Stretto di Hormuz, rischio chiusura: cosa accade al petrolio e ai mercati globali
La minaccia di chiusura dello Stretto di Hormuz mette in allerta i mercati mondiali, con possibili ripercussioni sul prezzo del petrolio e sull’equilibrio energetico globale. Tra tensioni diplomatiche e strategie militari, la situazione si fa sempre più complessa. Il rischio che questa via strategica venga bloccata potrebbe scatenare una crisi senza precedenti, influenzando non solo l’economia, ma anche la stabilità internazionale. La domanda è: cosa succederà se lo scenario si concretizza?

La possibile chiusura dello Stretto di Hormuz rappresenta uno degli scenari più critici per l’equilibrio energetico globale. Il vicepresidente degli Stati Uniti JD Vance ha definito l’ipotesi una mossa “suicida” per l’Iran, dopo che il Parlamento iraniano ha rilanciato l’idea in risposta ai recenti raid americani contro obiettivi strategici della Repubblica Islamica.
Secondo il generale Esmail Kowsari, membro della commissione Sicurezza nazionale del Majlis, il Parlamento ha espresso la volontà di chiudere il passaggio, ma la decisione finale spetta al Consiglio supremo di sicurezza nazionale. Le dichiarazioni, riportate dalla rete iraniana Press Tv, si inseriscono in un'escalation crescente tra Iran e Israele.
Lo Stretto di Hormuz è un punto nevralgico per il commercio energetico globale. Situato tra Iran e Oman, collega il Golfo Persico al Golfo di Oman e al Mar Arabico. Da qui transita la maggior parte del petrolio e del gas naturale liquefatto (GNL) esportati da Arabia Saudita, Emirati Arabi Uniti, Kuwait, Iraq, Qatar e dallo stesso Iran.
Nel solo 2024, secondo la U.S. Energy Information Administration, attraverso lo stretto sono passati in media 20 milioni di barili di petrolio al giorno. Inoltre, circa un quinto del commercio globale di GNL, in particolare dal Qatar, vi transita quotidianamente.
L’Agenzia internazionale per l’energia stima che dallo Stretto di Hormuz passi circa il 25% delle forniture globali di petrolio. Una sua chiusura, anche temporanea, avrebbe effetti immediati sui mercati del petrolio e del gas, facendo impennare i prezzi e destabilizzando le economie più esposte alla dipendenza energetica.
Negli ultimi anni, i Guardiani della Rivoluzione iraniani hanno già effettuato sequestri di petroliere nella zona, mentre Emirati Arabi Uniti e Arabia Saudita hanno investito in oleodotti alternativi per ridurre la dipendenza da questo passaggio obbligato.
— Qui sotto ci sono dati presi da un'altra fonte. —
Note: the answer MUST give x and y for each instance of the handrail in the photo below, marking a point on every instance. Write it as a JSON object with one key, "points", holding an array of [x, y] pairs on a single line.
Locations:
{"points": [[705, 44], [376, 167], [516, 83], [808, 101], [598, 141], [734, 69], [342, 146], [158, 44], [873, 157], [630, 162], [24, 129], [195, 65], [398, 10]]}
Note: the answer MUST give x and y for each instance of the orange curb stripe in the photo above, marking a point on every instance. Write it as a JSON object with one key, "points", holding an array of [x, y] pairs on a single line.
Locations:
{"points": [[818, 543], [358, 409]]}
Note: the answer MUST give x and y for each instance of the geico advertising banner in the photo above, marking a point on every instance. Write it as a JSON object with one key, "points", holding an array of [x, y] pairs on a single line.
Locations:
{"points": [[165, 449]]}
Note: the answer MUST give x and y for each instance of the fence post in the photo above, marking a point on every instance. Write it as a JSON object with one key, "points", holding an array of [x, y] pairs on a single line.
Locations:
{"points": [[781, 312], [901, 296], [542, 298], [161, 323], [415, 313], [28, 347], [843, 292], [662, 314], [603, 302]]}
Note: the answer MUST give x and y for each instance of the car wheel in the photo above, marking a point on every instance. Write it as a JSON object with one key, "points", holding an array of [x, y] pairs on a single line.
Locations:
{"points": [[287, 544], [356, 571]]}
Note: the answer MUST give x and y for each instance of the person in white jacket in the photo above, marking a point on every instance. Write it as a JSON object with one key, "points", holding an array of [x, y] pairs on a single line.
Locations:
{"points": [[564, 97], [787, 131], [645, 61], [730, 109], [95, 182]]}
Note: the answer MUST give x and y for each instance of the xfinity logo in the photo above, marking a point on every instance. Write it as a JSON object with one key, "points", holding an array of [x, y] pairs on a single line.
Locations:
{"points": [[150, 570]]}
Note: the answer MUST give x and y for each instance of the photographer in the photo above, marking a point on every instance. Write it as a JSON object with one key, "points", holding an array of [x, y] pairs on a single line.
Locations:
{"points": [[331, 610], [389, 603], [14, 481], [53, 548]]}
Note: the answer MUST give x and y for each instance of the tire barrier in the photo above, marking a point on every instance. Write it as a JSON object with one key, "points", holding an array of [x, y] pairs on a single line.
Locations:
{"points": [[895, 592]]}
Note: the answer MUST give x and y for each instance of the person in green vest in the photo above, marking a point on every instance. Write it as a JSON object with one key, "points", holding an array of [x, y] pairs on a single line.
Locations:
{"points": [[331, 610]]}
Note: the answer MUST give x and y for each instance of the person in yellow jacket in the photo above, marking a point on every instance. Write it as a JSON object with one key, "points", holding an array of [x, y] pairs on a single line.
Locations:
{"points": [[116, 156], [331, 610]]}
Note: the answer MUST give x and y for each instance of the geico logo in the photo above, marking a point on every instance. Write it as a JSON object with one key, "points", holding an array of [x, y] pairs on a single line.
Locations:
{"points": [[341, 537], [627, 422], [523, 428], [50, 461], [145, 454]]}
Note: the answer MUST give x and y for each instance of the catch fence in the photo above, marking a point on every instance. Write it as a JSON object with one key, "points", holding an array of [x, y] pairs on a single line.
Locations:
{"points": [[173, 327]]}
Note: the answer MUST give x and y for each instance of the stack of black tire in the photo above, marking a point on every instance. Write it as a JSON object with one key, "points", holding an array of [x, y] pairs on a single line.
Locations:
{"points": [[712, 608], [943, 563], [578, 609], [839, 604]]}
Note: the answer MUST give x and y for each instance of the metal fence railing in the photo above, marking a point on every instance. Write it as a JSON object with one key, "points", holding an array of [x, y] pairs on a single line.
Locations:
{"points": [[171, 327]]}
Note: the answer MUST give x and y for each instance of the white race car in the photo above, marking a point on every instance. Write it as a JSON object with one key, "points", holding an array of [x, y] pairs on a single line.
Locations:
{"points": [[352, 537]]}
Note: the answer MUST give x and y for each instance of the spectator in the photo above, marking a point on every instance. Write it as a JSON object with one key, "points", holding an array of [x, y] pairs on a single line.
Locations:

“La richiesta di chiusura dello Stretto ha già effetti psicologici forti sui mercati”, ha spiegato all’Adnkronos Francesco Sassi, ricercatore in geopolitica dell’energia all’Università di Oslo. “Anche solo la minaccia genera instabilità e pressioni sui consumatori.”
Secondo Sassi, saranno soprattutto i mercati energetici europei e asiatici a risentire di una crisi nello stretto. “Le economie europee, già indebolite dal debito e dalla crescita stagnante, si trovano ora davanti a un nuovo potenziale shock. La diversificazione energetica post-Ucraina rischia di saltare se il Golfo Persico diventa instabile.”
La situazione geopolitica nel Medio Oriente aggiunge quindi ulteriore incertezza a un contesto globale già fragile. “Non è solo la componente economica a preoccupare, ma soprattutto l’instabilità politica, che rende questo frangente estremamente delicato per l’Europa e per l’intero sistema energetico mondiale”, conclude Sassi.